A handful of Republican senators -- including Scott Brown, who sits in Irish American liberal lion Ted Kennedy’s old Senate seat -- remain undecided on the Zadroga bill.
I consider myself neither Republican nor Democrat. I don’t see any reason to simply throw money at problems.
Yes, Washington should be careful with taxpayer money. This is basically what Republicans have been saying. Which is all well and good.
But when it comes to issues such as the Zadroga bill, it’s hard not to sound like an old-fashioned class warrior.
Billions for wars in Iraq and Afghanistan! Billions to bail out the banks and car makers! Billions for the very people who got us into this economic mess in the first place!
And nothing? Nothing at all for guys who were just trying to clean up the mess in the wake of New York City’s darkest day?
No wonder Gillibrand -- rarely confused with a fiery populist -- slammed Republicans with unusually harsh language this week, saying the GOP was pushing a “pack of lies” about the possible costs of the Zadroga bill.
The news was filled, earlier this week, with much hype regarding a deal struck by President Obama and Republicans which maintained the so-called Bush-era tax cuts for the working class as well as millionaires.
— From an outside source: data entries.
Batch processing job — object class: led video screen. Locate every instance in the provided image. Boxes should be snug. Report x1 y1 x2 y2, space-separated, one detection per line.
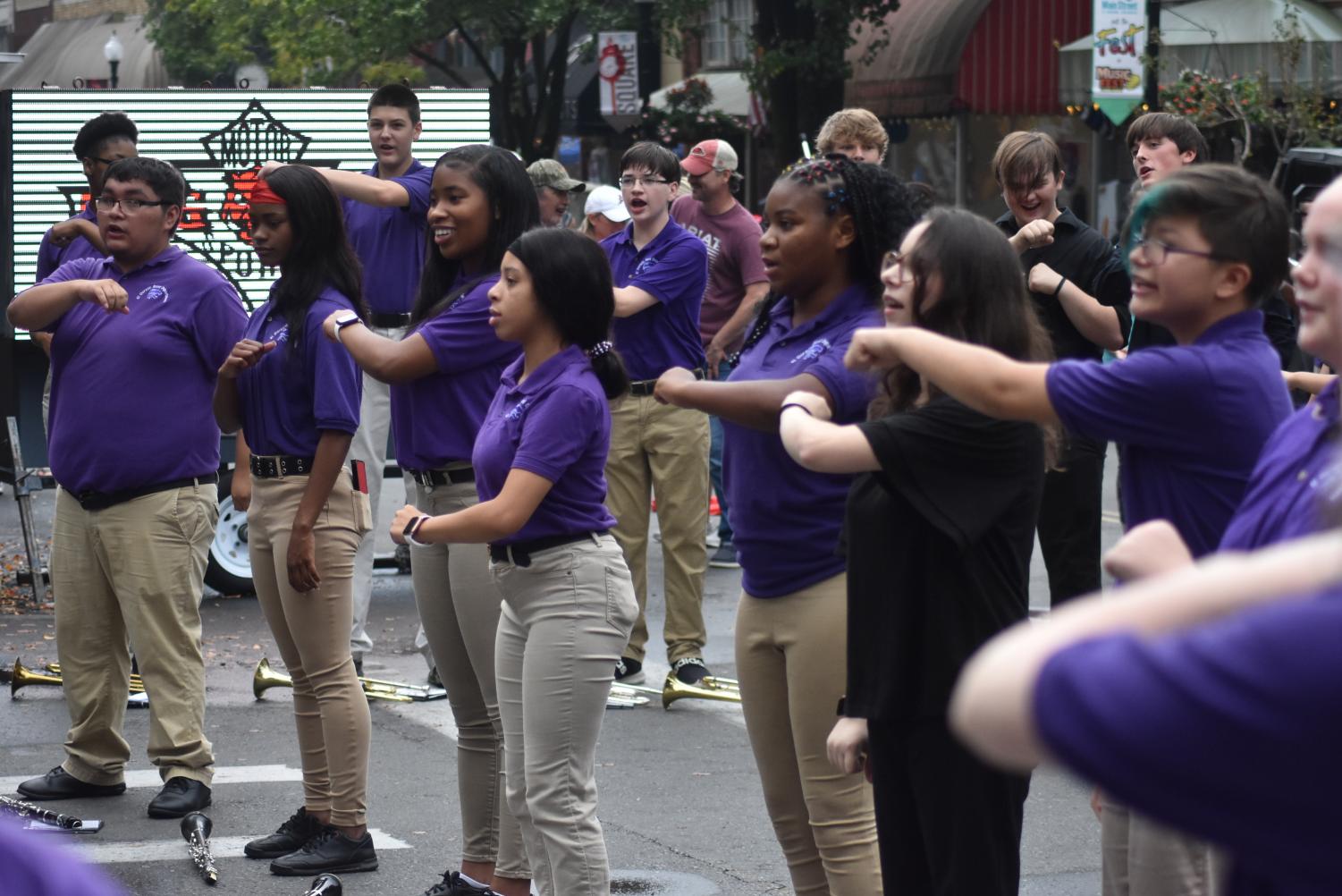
0 89 490 322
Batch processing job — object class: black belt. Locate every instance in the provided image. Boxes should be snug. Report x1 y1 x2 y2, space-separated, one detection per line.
367 311 410 330
70 474 219 510
629 368 709 396
251 455 313 479
490 528 611 566
405 467 475 488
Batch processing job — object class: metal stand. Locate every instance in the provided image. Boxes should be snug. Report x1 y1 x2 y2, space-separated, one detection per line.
5 418 47 609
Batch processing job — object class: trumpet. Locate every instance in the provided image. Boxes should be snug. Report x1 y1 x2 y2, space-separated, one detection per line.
611 672 741 710
10 659 145 697
181 812 219 887
252 657 447 703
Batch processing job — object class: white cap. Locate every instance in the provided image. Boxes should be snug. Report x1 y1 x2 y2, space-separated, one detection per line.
582 185 629 224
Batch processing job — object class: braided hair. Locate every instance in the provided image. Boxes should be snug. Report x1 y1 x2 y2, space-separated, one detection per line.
731 155 926 365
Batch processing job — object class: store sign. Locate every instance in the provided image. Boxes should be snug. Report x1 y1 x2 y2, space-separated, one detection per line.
595 31 643 123
1091 0 1146 125
7 90 490 317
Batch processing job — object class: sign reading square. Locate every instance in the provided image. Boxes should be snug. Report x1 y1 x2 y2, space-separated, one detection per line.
0 89 490 323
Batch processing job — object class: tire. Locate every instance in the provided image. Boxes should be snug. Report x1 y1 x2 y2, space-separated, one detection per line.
206 471 255 595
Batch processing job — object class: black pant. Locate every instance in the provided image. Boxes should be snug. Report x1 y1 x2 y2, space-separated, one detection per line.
868 719 1029 896
1037 435 1106 608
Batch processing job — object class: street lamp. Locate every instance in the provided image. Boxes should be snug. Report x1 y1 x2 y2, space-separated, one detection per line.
102 31 125 90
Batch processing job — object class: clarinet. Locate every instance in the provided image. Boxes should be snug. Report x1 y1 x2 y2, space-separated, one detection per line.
303 875 345 896
181 812 219 887
0 797 83 831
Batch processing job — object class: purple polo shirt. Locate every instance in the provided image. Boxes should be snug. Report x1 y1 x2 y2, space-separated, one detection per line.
601 219 709 381
238 282 364 458
341 160 434 314
392 271 520 469
1047 311 1291 557
1034 590 1342 896
1221 380 1342 550
38 200 104 281
722 286 882 597
43 246 247 494
471 346 614 545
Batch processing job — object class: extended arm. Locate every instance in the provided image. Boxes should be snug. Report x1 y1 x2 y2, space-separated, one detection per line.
950 531 1342 769
779 392 881 474
1029 263 1127 351
844 327 1059 424
654 368 832 432
5 281 131 330
392 469 554 545
322 311 437 383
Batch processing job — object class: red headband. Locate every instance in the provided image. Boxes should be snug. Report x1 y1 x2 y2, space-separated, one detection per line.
249 177 289 206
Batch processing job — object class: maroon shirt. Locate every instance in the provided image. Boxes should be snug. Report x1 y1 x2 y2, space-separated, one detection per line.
671 196 769 354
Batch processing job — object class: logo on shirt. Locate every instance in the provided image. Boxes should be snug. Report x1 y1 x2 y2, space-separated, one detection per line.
136 283 168 302
792 340 833 364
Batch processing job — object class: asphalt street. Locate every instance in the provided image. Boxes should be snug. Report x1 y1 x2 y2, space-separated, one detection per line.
0 456 1119 896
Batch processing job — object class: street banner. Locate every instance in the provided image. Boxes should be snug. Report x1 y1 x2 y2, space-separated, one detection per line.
1091 0 1146 125
595 31 643 123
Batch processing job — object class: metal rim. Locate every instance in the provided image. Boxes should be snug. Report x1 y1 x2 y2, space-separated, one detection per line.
209 498 252 579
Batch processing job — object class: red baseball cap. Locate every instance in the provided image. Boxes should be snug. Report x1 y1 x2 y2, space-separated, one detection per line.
680 139 739 174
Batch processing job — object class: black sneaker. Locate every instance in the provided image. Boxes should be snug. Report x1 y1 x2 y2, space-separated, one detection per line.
270 825 377 877
614 657 648 684
243 807 322 858
709 542 741 569
671 656 713 684
424 871 498 896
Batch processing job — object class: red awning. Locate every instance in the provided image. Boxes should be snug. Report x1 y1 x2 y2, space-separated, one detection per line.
844 0 1091 118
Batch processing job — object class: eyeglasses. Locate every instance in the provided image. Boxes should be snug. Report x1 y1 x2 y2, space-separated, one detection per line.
881 252 913 283
1128 236 1222 266
616 174 671 187
94 196 173 215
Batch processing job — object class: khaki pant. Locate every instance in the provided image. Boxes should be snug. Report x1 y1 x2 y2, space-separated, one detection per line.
410 483 531 880
605 396 709 663
349 327 434 667
51 483 219 785
247 469 372 828
1099 794 1229 896
737 573 882 896
490 536 638 896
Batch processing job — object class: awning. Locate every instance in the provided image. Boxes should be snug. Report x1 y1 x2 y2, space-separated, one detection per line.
1058 0 1342 106
844 0 1091 117
648 72 750 118
0 15 172 90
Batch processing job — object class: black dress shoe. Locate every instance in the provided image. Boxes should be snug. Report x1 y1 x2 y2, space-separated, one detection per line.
149 775 209 818
243 807 322 858
19 766 126 799
270 825 377 877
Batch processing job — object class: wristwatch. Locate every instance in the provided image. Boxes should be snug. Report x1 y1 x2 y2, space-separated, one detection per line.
335 311 362 342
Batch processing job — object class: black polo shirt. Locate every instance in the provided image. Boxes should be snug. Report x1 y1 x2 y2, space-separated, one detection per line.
996 208 1133 361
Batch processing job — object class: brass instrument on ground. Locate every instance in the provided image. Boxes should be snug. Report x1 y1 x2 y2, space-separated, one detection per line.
252 657 447 703
10 660 145 697
606 672 741 710
181 812 219 887
0 797 102 834
303 875 345 896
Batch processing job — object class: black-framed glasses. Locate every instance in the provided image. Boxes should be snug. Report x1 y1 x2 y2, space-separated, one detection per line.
881 251 913 283
93 196 173 215
1128 236 1222 266
616 174 671 187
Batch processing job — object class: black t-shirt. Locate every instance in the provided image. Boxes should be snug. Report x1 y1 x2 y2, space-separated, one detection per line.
996 208 1133 361
844 396 1044 724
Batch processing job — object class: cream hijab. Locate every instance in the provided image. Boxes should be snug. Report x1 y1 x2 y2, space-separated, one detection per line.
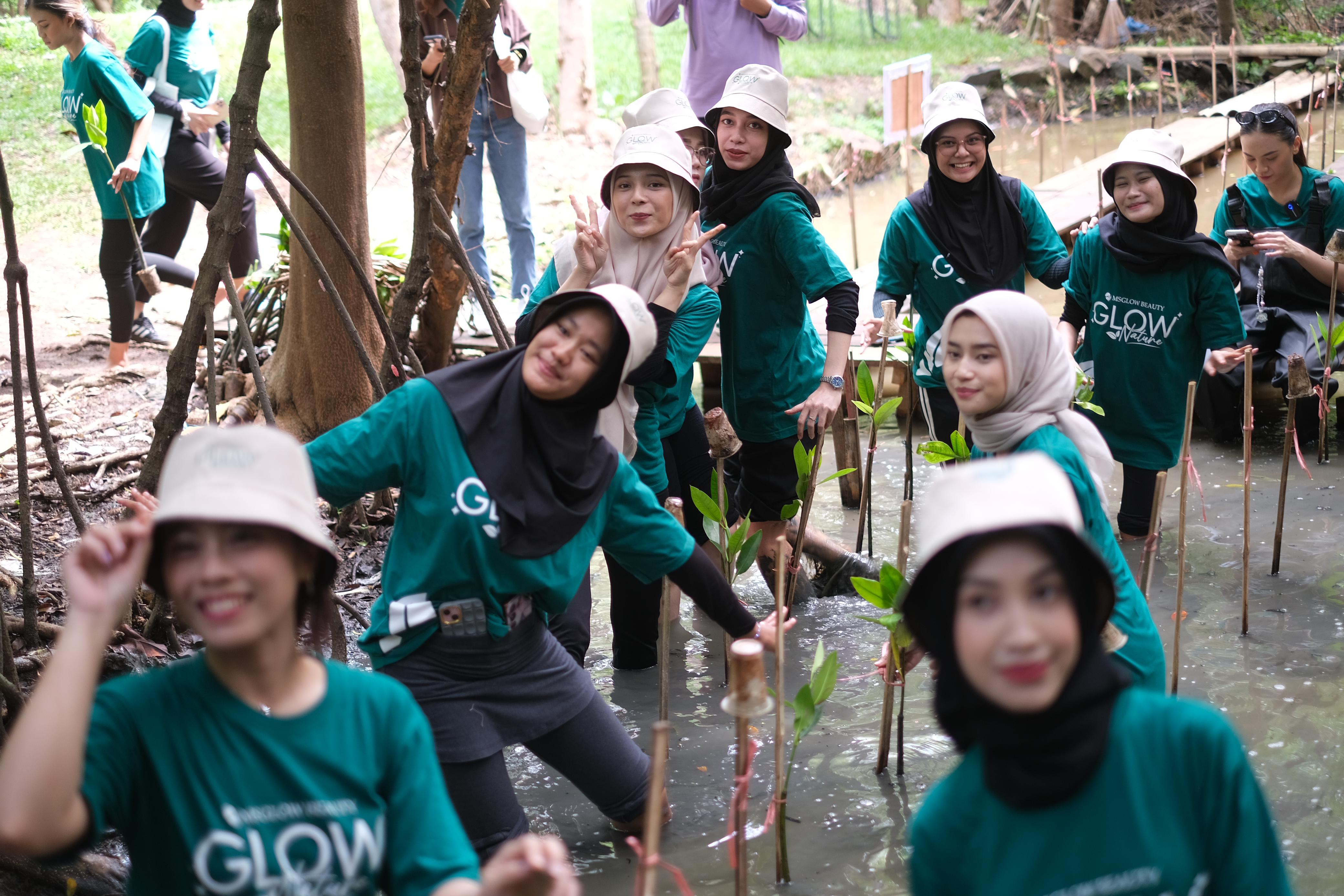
941 289 1116 509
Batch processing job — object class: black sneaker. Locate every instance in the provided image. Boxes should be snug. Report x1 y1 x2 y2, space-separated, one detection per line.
131 314 168 345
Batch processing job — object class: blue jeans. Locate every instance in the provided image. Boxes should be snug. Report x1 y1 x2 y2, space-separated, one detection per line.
457 85 538 298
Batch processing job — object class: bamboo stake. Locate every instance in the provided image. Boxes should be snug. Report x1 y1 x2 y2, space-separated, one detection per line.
650 497 683 720
774 535 789 884
1139 470 1167 599
783 429 826 611
638 719 672 896
1172 380 1195 694
854 298 897 557
1242 345 1255 635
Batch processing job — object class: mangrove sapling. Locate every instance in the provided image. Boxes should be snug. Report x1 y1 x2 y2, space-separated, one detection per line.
775 638 840 884
849 563 915 776
851 360 900 557
67 99 164 296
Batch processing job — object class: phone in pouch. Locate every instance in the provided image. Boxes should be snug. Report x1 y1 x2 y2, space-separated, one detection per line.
438 598 489 638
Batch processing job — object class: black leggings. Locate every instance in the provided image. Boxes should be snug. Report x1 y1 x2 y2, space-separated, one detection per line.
136 126 261 302
1116 464 1157 537
98 218 196 343
610 407 737 669
439 691 649 861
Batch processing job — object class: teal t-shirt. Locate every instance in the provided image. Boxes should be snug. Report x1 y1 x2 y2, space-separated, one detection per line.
60 40 164 220
126 12 219 106
523 259 719 494
910 688 1292 896
82 654 477 896
1065 227 1246 470
308 379 695 668
702 193 849 442
1208 167 1344 246
877 184 1068 388
971 426 1167 693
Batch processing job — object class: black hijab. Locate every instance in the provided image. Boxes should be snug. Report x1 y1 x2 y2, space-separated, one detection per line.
905 525 1129 809
910 126 1027 290
427 293 630 557
700 124 821 227
154 0 196 28
1098 168 1241 285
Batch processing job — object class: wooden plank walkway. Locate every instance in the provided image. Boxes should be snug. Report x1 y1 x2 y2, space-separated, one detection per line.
1031 71 1335 236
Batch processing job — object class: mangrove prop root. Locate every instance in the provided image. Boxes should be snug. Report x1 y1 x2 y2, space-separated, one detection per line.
257 134 425 386
136 0 279 492
257 162 384 402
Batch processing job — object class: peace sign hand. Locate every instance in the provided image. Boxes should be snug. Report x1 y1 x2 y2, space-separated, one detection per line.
570 193 610 289
663 212 727 294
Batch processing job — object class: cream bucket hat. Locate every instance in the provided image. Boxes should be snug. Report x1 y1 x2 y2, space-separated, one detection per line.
1101 128 1198 197
704 65 793 146
602 125 700 208
621 87 714 138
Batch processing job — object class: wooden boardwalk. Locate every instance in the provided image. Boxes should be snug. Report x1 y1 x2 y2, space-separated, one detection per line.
1031 71 1335 236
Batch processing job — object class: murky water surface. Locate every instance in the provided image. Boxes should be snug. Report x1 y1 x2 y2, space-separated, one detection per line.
511 118 1344 896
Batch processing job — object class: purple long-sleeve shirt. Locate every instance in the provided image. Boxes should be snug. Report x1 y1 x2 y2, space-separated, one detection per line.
648 0 808 117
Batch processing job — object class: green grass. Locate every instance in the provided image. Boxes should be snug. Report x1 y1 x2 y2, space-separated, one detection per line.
0 0 406 234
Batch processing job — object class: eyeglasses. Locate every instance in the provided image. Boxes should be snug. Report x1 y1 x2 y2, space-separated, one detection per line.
934 134 988 156
1236 109 1292 128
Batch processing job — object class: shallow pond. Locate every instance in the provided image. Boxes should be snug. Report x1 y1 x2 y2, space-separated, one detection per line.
511 411 1344 896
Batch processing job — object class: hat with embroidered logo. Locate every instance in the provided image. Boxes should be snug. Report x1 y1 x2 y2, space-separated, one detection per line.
919 81 994 153
621 87 714 138
704 63 793 146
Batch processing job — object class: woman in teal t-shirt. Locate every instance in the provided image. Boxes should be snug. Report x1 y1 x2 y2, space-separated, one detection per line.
933 290 1167 693
519 125 719 669
1200 102 1344 442
24 0 174 367
308 284 792 856
0 427 574 896
902 453 1292 896
126 0 261 326
874 82 1068 442
1059 129 1246 539
700 65 875 595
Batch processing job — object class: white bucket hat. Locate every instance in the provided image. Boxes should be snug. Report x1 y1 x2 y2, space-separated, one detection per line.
621 87 714 138
1101 128 1199 197
602 125 700 208
704 63 793 146
919 81 994 153
151 426 339 588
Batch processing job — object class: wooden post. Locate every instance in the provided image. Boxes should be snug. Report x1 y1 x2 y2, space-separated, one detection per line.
1242 345 1255 635
774 535 789 884
637 719 672 896
1139 470 1167 599
1172 380 1195 694
783 430 826 611
658 497 683 721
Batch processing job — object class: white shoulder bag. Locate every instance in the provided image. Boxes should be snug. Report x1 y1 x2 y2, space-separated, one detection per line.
495 19 551 134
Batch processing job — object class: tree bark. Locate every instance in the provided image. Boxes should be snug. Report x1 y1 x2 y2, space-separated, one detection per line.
266 0 384 441
630 0 658 93
1218 0 1236 43
559 0 597 134
368 0 406 90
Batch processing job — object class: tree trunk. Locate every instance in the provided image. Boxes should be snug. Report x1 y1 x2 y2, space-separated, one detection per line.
1218 0 1236 43
632 0 658 93
368 0 406 90
559 0 597 134
1050 0 1074 42
266 0 383 441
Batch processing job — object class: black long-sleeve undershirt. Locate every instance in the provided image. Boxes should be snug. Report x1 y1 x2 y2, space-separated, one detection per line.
668 546 757 638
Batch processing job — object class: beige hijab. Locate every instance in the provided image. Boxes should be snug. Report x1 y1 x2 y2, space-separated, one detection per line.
941 289 1116 509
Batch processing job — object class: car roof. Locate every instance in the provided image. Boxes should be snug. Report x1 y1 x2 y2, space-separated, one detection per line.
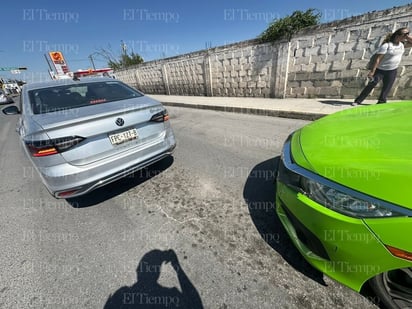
23 77 118 91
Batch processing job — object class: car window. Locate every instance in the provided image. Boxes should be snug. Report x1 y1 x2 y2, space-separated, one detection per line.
29 82 142 114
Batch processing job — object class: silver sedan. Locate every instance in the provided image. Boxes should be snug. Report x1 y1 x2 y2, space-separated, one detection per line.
3 78 176 198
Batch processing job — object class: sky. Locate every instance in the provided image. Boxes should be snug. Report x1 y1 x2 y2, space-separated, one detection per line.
0 0 411 82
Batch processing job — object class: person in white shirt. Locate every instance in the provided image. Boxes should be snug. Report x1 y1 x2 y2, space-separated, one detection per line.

Republicans were gleeful. And you know what? You want to prioritize tax cuts for millionaires? Fine. Whatever.
But if Democrats can strike a deal with Republicans on that issue, then it’s time for a handful of Republicans to reach across the aisle and make a deal which would allow the Zadroga bill to become a reality.
Congressman Peter King, for one, has stuck his own neck out. The GOP lawmaker has more or less berated his own party for refusing to support the Zadroga bill, named after former police officer James Zadroga, whose death was attributed to the time he spent at Ground Zero.
Let’s even pretend for a moment that the Republicans’ worst nightmares about the costs of the Zadroga bill were true. Let’s pretend it might even be an expensive “job killer,” as one Republican-leaning analysis put it.
Isn’t that a monumentally insensitive way to put things? Should we be more concerned about jobs that may or may not die, or people who are actually dying?
Yes, Washington is notorious for wasteful spending. Kudos to the Republicans for trying to tighten the purse strings.
As Tennessee Senator Lamar Alexander lamented, “We don’t know what it costs. It isn’t the way we do things around here. It’s not the way I do things.”
Well, no. It doesn’t seem to be how you do things when it comes to this particular bill.
There are plenty of times when the GOP is more than willing to throw money around like the proverbial drunken sailor. More often than not, they want to throw money at people who already have a lot of it, at people who have not performed dangerous, heroic acts, and who are in no way shape or form in peril of dying as a result of those acts.
December 7, this week, was the 69th anniversary of the attack of Pearl Harbor, an event which shook a generation of Americans.
It would be terribly sad if, in the future, we make each and every 9/11 anniversary even more painful because we did nothing about those who are still dying and desperately need some help.
If we worried so much about a “job killer,” that we simply let people keep on dying.